Sunday, November 18, 2012
When I presented the designer I selected to write about to my teacher, and mentioned the fact that it was difficult to find information about him even at the libraries, he asked me to think of what made me chose Paul Schuitema and not one other of his contemporaries like Moholy-Nagy or Piet Zwart.
Actually the answer is quite simple. When I first entered the exhibition I was very impressed of how the museum chose to present his work, as if it was a work in progress in his studio. The presentation consisted of repetition, cuts, different papers, drawings, different tryouts, and sketches, all very obsessive and concentrated, almost like a mechanical machine.

 

Of course, all of this made sense immediately as I read that he lived in the time of industrialization and mass production after World War 1 and was inspired and worked with the ideas of the Russian constructivism, the Dutch DeStijl, German Bauhaus and “New Objectivity”. But still, first I was a bit startled. I tried to look for something else because I thought, like my teacher also said, that photography is as such an autonomous medium so in not very many cases it can be seen and understood as design. Than I understood that he uses images as “Applied or Useful Photography” – cutting and organizing them with pieces of text, creating a sort of collage for posters and advertisements – using the techniques and aesthetics of Graphic Design.

I knew he had links with the Bauhaus and the “New Objectivity” movement and I found the names of the other better known designers of his time, but there was nothing mentioned about Paul Schuitema. Finally, after reading about all the theories from Weimar, I found some scanned pages from the english vesion of the book “Visual Organizer”.

Soon I discovered that he was not only a graphic designer, but also a furniture designer, a photographer, and a typographer. He studied Drawing and Figurative painting at the Academie voor  Beeldende Kunsten in Rotterdam. He was a member of Kurt Schwitters’ “Circle of New Designers”. In 1931 he designed the poster for an exhibition at the Stedelijk Museum (which displays names such as  Moholy-Nagy, Herbert Beyer, Karl Teige. Lajos Kassak, Jan Tschichold, Piet Zwart, Cesar Domela and himself) and yet despite the seeming fact that in his time he was a well known advertisement designer, today people seem to have forgotten him.

 

       Exhibition Poster       Berkel  Berkel

 

In the early ‘20s he had to perform building-jobs to support himself. This is the moment when he got in contact with the working class. This was soon to be a big influence upon his works. Berkel is mentioned as being the first who gave Schuitema the opportunity to work on graphic design. And here comes the moment when the photographs he uses becomes as important as typography in advertising a product.

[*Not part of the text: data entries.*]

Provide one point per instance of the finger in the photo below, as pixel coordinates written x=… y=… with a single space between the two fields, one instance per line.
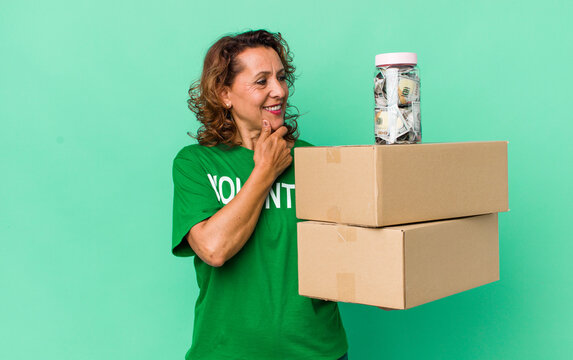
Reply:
x=265 y=131
x=281 y=132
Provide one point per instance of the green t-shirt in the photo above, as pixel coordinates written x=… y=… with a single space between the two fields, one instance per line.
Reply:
x=249 y=308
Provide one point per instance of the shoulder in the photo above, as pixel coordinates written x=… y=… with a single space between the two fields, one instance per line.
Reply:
x=191 y=151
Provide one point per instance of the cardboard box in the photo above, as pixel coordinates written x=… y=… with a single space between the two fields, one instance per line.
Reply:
x=382 y=185
x=400 y=266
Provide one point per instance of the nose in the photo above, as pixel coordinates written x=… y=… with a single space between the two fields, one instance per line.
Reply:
x=277 y=89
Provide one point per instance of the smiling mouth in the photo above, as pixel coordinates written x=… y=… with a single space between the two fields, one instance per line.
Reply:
x=274 y=108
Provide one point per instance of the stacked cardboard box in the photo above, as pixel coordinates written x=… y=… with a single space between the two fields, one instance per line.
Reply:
x=398 y=226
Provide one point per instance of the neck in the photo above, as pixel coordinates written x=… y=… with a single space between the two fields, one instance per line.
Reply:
x=249 y=137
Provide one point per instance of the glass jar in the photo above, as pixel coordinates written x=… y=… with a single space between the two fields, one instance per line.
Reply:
x=397 y=99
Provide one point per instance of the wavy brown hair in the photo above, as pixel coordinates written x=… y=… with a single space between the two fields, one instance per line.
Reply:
x=219 y=70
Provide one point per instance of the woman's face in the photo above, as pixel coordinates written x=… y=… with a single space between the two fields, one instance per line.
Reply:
x=259 y=91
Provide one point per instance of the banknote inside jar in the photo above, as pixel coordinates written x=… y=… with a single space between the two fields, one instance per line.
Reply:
x=397 y=105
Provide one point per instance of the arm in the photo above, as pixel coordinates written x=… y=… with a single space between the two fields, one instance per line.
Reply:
x=221 y=236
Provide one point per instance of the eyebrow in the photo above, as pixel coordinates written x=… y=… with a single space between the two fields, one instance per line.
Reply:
x=268 y=72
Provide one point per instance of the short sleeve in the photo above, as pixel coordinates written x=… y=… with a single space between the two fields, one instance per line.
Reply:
x=194 y=200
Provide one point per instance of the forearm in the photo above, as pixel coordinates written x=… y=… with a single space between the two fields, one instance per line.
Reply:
x=220 y=237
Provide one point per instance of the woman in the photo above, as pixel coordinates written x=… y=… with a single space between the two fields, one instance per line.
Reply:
x=244 y=241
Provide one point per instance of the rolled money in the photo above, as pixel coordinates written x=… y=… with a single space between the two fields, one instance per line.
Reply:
x=389 y=124
x=408 y=90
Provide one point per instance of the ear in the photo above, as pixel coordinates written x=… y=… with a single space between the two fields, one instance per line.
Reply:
x=225 y=97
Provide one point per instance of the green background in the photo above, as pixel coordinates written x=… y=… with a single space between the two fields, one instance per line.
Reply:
x=92 y=108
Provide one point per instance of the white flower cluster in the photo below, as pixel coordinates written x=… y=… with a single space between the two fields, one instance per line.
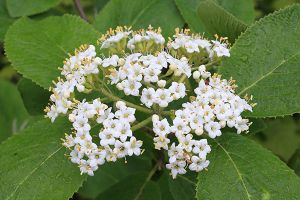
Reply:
x=215 y=106
x=75 y=69
x=141 y=66
x=189 y=152
x=116 y=138
x=197 y=44
x=135 y=72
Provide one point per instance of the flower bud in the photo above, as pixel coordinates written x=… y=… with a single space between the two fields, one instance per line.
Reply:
x=196 y=75
x=161 y=83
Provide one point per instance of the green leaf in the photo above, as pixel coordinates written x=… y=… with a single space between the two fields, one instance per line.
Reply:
x=183 y=187
x=241 y=169
x=18 y=8
x=37 y=48
x=13 y=115
x=264 y=62
x=34 y=97
x=294 y=162
x=281 y=137
x=33 y=164
x=244 y=11
x=218 y=21
x=163 y=182
x=5 y=20
x=111 y=173
x=257 y=126
x=139 y=14
x=134 y=187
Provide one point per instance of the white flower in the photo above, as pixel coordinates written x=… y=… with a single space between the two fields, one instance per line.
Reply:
x=161 y=141
x=161 y=127
x=125 y=132
x=112 y=61
x=148 y=97
x=163 y=97
x=177 y=90
x=120 y=149
x=177 y=168
x=213 y=129
x=180 y=127
x=126 y=114
x=151 y=74
x=220 y=49
x=131 y=87
x=133 y=146
x=106 y=137
x=198 y=164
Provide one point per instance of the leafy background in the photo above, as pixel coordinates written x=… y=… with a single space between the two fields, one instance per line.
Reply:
x=35 y=37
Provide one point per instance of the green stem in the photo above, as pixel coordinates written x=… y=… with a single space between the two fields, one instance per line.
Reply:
x=141 y=124
x=115 y=98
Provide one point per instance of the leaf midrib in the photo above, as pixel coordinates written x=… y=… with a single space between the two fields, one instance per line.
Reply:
x=32 y=172
x=269 y=73
x=236 y=169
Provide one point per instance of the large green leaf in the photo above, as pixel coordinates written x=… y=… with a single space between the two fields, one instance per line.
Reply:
x=37 y=48
x=18 y=8
x=5 y=20
x=134 y=187
x=183 y=187
x=217 y=20
x=294 y=162
x=281 y=137
x=34 y=96
x=13 y=115
x=241 y=169
x=139 y=14
x=33 y=164
x=110 y=174
x=265 y=63
x=244 y=10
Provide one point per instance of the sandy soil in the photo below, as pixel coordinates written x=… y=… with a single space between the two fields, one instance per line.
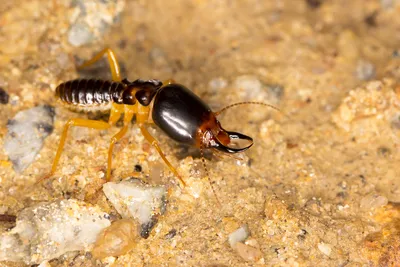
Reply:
x=318 y=188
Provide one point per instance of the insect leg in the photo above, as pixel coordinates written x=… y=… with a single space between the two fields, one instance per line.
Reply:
x=112 y=60
x=169 y=81
x=100 y=125
x=154 y=143
x=129 y=112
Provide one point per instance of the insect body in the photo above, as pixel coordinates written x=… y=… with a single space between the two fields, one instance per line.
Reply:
x=176 y=110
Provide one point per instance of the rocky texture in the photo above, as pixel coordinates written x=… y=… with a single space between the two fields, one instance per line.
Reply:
x=318 y=188
x=26 y=133
x=133 y=199
x=48 y=230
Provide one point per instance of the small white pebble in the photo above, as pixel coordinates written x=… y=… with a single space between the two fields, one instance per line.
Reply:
x=373 y=201
x=240 y=235
x=325 y=248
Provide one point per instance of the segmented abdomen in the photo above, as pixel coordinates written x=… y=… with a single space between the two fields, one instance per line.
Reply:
x=90 y=92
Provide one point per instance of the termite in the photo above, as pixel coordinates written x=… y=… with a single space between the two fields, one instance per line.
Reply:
x=175 y=109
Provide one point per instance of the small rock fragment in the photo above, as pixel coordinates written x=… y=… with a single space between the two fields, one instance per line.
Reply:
x=117 y=239
x=91 y=20
x=4 y=97
x=365 y=70
x=325 y=248
x=80 y=34
x=48 y=230
x=387 y=4
x=240 y=235
x=133 y=199
x=26 y=133
x=373 y=201
x=314 y=3
x=248 y=253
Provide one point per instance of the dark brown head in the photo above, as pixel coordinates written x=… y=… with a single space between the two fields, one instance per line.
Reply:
x=187 y=119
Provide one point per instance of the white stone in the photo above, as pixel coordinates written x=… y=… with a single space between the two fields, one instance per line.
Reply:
x=325 y=248
x=46 y=231
x=240 y=235
x=133 y=199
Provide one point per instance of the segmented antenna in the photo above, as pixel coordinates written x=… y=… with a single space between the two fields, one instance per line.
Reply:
x=249 y=103
x=208 y=174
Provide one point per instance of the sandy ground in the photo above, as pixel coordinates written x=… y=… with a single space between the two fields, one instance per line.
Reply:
x=318 y=188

At first he worked with professional photographers, but because of their ‘artistic’ approach they couldn’t catch the simplicity of the subject as Schuitema wanted it, so he had to learn to use the camera, and all the techniques included, so he could get rid of the decoration and aesthetics and created his own photography.

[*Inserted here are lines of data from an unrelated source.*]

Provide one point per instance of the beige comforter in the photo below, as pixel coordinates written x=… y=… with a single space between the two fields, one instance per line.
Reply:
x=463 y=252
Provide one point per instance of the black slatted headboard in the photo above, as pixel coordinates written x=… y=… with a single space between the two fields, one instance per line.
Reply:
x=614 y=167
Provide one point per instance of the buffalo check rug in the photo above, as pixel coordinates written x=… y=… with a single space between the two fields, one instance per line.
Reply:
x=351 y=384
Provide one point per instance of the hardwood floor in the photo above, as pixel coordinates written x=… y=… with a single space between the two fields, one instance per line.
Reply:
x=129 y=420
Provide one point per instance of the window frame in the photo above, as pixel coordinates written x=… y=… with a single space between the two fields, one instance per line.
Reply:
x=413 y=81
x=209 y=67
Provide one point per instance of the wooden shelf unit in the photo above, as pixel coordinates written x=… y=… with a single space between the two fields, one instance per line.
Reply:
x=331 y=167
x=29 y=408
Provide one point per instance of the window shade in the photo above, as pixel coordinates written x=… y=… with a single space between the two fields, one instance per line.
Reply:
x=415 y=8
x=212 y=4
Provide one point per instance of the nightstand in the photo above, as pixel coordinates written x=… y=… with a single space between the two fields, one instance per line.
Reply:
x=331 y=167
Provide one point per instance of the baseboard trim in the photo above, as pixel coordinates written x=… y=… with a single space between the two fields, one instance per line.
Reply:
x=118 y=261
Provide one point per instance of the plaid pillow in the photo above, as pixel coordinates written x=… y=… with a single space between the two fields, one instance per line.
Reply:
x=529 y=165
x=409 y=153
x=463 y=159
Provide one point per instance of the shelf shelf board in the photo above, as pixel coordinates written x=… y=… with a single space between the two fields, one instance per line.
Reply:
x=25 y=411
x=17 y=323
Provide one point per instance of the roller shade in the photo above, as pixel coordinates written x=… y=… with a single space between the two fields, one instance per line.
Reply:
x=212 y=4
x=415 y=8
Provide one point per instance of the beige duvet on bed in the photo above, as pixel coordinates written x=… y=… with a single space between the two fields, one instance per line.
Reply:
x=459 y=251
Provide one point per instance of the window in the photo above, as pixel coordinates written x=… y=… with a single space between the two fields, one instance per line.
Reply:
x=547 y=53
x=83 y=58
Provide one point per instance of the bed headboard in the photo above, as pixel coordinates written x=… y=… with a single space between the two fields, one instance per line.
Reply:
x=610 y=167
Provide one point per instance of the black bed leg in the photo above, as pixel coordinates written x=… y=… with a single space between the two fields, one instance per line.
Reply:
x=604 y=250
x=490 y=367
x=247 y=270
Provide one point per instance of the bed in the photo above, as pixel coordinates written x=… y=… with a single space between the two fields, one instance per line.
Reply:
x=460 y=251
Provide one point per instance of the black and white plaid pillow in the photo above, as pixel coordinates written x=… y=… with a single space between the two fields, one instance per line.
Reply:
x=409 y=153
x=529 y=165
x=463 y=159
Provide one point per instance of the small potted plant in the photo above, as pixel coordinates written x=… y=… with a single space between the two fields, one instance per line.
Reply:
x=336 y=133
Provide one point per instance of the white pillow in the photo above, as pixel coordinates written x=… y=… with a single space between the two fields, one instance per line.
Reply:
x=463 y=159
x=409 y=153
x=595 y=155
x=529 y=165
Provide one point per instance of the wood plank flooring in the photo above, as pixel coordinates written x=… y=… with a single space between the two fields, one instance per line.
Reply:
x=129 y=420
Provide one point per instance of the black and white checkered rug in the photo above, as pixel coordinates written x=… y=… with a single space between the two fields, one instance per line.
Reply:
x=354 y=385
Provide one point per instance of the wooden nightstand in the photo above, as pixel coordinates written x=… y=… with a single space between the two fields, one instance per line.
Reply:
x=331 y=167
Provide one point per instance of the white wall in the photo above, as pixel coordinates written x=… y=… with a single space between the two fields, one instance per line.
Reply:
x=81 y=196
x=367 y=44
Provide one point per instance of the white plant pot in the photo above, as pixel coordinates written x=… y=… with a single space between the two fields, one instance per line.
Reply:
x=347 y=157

“If you become more of an expert yourself, and if you are also creative, your work will only get better” Schuitema once said.

 

  Photography

 

His contemporaries understood his wish to abandon any form of decoration in his prints, and saw his works becoming as sober and direct as he himself. Schuitema used the spatial effect of text by printing one on top of the other (only san-serif’s), simplicity, asymmetry and contrast such as horizontals, verticals, and diagonals, juxtaposed. Applying narrow, bold, small or big letters, mostly red, black, white, and sometimes blue, colors he managed to create dynamic covers. In relation to this process his images are not only illustrations or symbols or decorations, which accompany texts, but represent an organically linked body of work.

“You sought automatically for unity of text and image. This is also the reason why you printed the letters on the photo, then you got at least one optical occurrence. A red text on a black and white photo, a black text on a red picture.”